Pretend the Ball Is Named Jim Crow: The Story of Josh Gibson

Date: February 27, 2024
Time: 5:00 pm - 7:00 pm
Location: The Filson Historical Society (In Person and Virtual Options)
Book cover for Pretend the ball is named Jim Crow

A Reception sponsored by the University Press of Kentucky will be held from 5:00-5:55 pm, with the lecture following at 6:00 pm.

Joshua “Josh” Gibson (1911–1947) is a baseball legend—one of the greatest power hitters in the Negro Leagues, and in all of baseball history. At the height of his career, this trailblazing athlete suffered grueling physical ailments, lost his young wife who died giving birth to their twins, and endured years of Jim Crow–era segregation and discrimination—all the while breaking records on the ball field.

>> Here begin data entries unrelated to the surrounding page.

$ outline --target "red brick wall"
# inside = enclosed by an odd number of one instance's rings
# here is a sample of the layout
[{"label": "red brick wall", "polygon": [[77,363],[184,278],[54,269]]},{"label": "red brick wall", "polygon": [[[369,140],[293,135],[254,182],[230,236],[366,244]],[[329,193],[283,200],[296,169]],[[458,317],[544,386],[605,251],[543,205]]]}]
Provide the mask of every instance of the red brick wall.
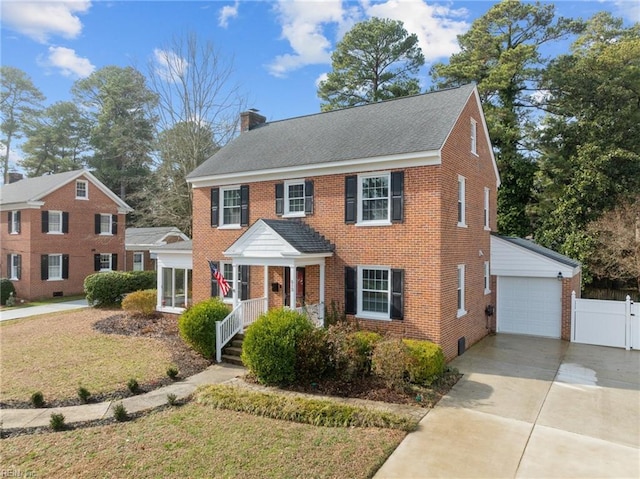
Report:
[{"label": "red brick wall", "polygon": [[[42,233],[41,210],[21,210],[21,233],[9,235],[7,213],[2,212],[0,257],[2,275],[7,274],[7,253],[22,254],[22,277],[14,281],[17,296],[24,299],[51,297],[54,292],[64,296],[83,292],[86,276],[94,273],[95,253],[118,255],[118,269],[124,265],[125,215],[118,215],[118,234],[95,234],[96,213],[117,214],[117,205],[93,183],[89,182],[89,199],[75,199],[75,181],[62,186],[44,198],[42,210],[69,212],[67,234]],[[42,254],[68,254],[69,278],[42,280],[40,256]]]}]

Dorian Hairston’s debut poetry collection explores the Black American experience through the lens of Gibson’s life and seventeen-year baseball career, which culminated in his posthumous election to the Baseball Hall of Fame in 1972. Hairston brilliantly reconstructs the personas of Gibson and others in his orbit whose encounters with white supremacy interweave with the inevitability of losing loved ones. By alternating between the perspectives of Gibson, members of his family, and contemporary Black baseball players, Hairston captures the complexity and the pain of living under the oppressive weight of grief and racial discrimination.

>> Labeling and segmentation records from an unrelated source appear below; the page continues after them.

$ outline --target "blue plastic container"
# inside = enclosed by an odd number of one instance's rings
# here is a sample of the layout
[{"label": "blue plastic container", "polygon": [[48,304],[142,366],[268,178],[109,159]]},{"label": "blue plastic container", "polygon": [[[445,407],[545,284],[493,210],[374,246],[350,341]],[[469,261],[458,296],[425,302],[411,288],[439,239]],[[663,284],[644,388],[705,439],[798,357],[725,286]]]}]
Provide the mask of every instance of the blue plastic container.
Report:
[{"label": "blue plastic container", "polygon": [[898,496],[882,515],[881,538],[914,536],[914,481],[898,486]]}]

Emotive, prescient, and absorbing, these powerful poems address social change, culture, family, race, death, and oppression—while honoring and giving voice to Gibson and a voiceless generation of African Americans.

Dorian Hairston is a poet, scholar, and former University of Kentucky baseball player from Lexington, Kentucky. He is a member of the Affrilachian Poets and his work has appeared in Shale, Anthology of Appalachian Writers, and pluck!